T3 | Revue Trimestrielle de TorysÉté 2025

Le crédit privé a le vent en poupe : le résumé de quelques conférences récentes

Les marchés mondiaux du crédit privé sont en pleine croissance en raison de l’adaptation des prêteurs à la volatilité des marchés de la dette. Récemment, l’équipe Crédit privé de Torys a assisté aux conférences « Private Credit Canada » de Markets Group et « U.S. Private Credit Industry » de DealCatalyst qui visaient à faire le point sur les principales tendances du secteur. Dans cet article, nous présentons les principaux points à retenir de ces conférences, entre autres la collaboration croissante entre les acteurs du marché et la diversification des opérations de crédit privé.

Le crédit privé gagne du terrain

Historiquement, le crédit privé est associé aux prêts garantis de premier rang destinés aux petites et moyennes entreprises pour financer des acquisitions par emprunt de capital-investissement (souvent appelés prêts directs). Cependant, avec la hausse du nombre de prêteurs privés et de la taille de leurs actifs sous gestion, les opérations de crédit privé se sont également élargies.

Le crédit privé offre désormais des prêts de toutes tailles pour financer des acquisitions, des crédits généraux aux entreprises, un grand éventail de structures de financement fondées sur l’actif, des prêts d’urgence ou opportunistes, ainsi que des transferts de risques stratégiques. À titre d’exemple de cette diversification, on observe que certains grands prêteurs privés se concentrent à présent sur des produits de la catégorie investissement. La couverture géographique s’est également étendue, les prêteurs privés étant de plus en plus actifs en Europe et partout en Amérique du Nord. Compte tenu de la grande diversité des opérations, il est difficile de faire des généralités sur les conditions du marché, car des prêts privés de très gros montants rivalisent aujourd’hui avec des opérations de grande envergure sur les marchés publics, voire y participent, et doivent donc offrir une structure et des taux compétitifs.

Les experts prévoient une augmentation des flux provenant des canaux gestion de patrimoine et détail, ce qui aura pour effet d’accroître davantage les capitaux à déployer et de stimuler l’intérêt pour un éventail plus large de types et de structures d’opérations.

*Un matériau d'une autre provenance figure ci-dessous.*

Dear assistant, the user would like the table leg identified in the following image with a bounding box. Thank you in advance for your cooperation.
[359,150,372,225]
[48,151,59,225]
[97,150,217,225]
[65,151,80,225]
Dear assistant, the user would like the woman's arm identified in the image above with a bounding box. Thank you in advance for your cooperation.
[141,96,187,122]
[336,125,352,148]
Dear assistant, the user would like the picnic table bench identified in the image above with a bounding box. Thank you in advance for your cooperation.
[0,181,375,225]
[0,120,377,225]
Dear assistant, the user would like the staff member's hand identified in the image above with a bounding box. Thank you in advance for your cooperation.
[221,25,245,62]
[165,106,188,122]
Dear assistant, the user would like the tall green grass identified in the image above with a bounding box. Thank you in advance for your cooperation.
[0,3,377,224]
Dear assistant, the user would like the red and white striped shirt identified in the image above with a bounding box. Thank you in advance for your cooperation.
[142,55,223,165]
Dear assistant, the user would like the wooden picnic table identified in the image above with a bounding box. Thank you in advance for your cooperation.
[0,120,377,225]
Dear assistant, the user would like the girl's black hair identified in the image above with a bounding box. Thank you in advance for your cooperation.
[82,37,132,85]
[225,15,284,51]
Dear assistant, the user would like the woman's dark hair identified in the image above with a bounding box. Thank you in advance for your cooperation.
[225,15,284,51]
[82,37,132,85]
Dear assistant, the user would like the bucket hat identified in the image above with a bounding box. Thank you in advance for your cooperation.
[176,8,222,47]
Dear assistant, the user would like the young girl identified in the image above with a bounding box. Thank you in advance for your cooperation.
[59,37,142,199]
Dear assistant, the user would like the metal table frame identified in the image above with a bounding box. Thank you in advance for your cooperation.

Les investisseurs sur le marché du crédit privé sont traditionnellement des investisseurs institutionnels comme les compagnies d’assurance, les régimes de retraite et les fonds de dotation. Les fonds mobilisent également de plus en plus de capitaux auprès de particuliers fortunés (en partie en raison des changements réglementaires aux États-Unis). Les experts prévoient une augmentation des flux provenant des canaux gestion de patrimoine et détail, ce qui aura pour effet d’accroître davantage les capitaux à déployer et de stimuler l’intérêt pour un éventail plus large de types et de structures d’opérations. Toutefois, la priorité de la plupart des fonds de crédit privé demeure la réalisation et le financement d’opérations de grande qualité présentant des risques contrôlés. Il faut donc s’attendre à ce que l’essor du crédit privé se traduise par de meilleures conditions pour les emprunteurs hautement solvables, mais pas nécessairement par un accès plus facile au capital pour les entreprises à risque.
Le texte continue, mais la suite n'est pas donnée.